The pragmatic path forward is neither alarmism nor complacency. It is disciplined planning: require credible developer commitments, improve cross-jurisdictional transparency, accelerate interconnection reform, expand demand-response and curtailment contracts, and pursue energy-efficiency and algorithmic improvements that reduce per-query energy needs while preparing backup firm capacity where and when it’s demonstrably required. For IT professionals, Windows admins, and consumers, this means paying attention to the evolving economics of cloud services and the potential for regionally variable energy costs and reliability. The future of AI’s grid impact will be shaped not by prophecy but by procurement rules, regulatory frameworks, and the details of contracts signed in the next 24 months.
This debate is far from settled.
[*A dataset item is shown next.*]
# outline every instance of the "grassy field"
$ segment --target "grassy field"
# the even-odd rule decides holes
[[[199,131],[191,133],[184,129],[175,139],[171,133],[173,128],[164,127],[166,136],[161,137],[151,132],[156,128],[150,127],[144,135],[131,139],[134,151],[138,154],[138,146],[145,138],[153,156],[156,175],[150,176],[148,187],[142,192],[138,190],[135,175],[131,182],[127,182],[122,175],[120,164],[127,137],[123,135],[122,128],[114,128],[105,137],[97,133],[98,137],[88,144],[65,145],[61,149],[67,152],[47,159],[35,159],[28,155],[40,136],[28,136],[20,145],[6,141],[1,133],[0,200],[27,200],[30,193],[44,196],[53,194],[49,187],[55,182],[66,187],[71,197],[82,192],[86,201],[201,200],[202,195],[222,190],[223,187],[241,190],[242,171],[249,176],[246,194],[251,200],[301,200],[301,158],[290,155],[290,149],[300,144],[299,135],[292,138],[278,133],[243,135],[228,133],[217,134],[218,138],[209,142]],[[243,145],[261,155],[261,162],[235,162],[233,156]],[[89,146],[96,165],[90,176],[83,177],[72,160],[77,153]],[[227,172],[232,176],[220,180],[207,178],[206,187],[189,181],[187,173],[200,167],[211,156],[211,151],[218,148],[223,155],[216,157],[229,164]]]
Readers who follow the thread on local data-center proposals — including community-level filings that show where some of the proposed capacity would land — should keep an eye on development milestones, binding power purchase agreements, and utility filings that specify which megawatts are supported by deposits and contractual commitments versus exploratory inquiries. Those markers will separate the speculative numbers from the ones utilities and ratepayers will actually have to live with.